The average deal check from corporate VCs in the fourth quarter was $24 million, compared to $16.7 million from a traditional VC. That's a significant step up from the same period a year ago, when the average corporate deal was about $14 million, according to a new report from CB Insights, a venture capital research firm.
As its name implies, corporate venture capital comes from the venture arms of large companies--think Google and Comcast--which typically invest in startups with the potential of acquiring them later on. It's often cheaper for them to fund a hot startup and acquire it later than it is to build the talent in house, according to corporate venture capital experts. That strategy is a bit different from traditional venture capital companies, which are not affiliated with large corporations, and which fund startups frequently with the intention of taking them public.
Corporate venture funds are also increasingly interested in financing at the seed level, as they want to get involved from the earliest stages in helping to build companies that can complement their own strategic growth plans.
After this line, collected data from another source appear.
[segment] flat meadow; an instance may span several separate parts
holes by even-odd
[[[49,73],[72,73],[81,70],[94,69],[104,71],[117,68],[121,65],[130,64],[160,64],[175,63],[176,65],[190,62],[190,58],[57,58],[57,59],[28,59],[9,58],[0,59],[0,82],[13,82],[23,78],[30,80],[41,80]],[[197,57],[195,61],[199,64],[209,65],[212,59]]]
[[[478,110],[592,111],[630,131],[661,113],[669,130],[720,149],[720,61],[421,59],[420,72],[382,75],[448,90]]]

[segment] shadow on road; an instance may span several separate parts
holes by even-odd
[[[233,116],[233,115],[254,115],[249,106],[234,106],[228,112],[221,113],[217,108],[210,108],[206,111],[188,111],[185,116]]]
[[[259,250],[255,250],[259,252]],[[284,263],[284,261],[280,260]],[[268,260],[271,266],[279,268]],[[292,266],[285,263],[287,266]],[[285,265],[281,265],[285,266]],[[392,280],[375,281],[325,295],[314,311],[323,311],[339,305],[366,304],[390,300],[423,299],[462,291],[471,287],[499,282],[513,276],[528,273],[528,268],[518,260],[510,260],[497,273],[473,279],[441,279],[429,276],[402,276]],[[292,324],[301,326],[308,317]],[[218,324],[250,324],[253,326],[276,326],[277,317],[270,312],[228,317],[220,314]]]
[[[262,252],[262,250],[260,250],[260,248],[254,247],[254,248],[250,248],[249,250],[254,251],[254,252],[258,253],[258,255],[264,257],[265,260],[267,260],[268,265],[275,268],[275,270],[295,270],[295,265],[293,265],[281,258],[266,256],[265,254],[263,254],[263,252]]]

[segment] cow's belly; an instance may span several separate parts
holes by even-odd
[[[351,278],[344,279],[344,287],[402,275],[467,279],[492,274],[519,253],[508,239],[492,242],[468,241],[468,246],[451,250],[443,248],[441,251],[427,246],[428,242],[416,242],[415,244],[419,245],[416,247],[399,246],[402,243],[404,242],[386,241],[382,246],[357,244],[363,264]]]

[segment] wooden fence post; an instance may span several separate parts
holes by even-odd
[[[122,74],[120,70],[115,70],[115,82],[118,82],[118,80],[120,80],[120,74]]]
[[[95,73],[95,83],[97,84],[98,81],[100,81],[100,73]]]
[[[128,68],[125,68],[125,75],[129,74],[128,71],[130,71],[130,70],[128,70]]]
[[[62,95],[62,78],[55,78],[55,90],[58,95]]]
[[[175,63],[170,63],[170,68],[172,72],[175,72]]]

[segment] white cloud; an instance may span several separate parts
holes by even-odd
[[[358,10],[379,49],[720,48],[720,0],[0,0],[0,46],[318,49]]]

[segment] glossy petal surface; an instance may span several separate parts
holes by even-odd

Corporate VCs did a total of 54 deals in 2014, up nearly 60 percent from 2013 and more than double the number in 2012.
The top corporate venture investors for 2014 were Google, Intel, Salesforce Ventures, Comcast, and Qualcomm.
Some of the biggest corporate venture deals in 2014 were Uber, which took in $1.2 billion, Cloudera, which got $900 million, and Tango, which nabbed $280 million. Google Ventures, Intel Capital and Alibaba, respectively, led the funding rounds for each.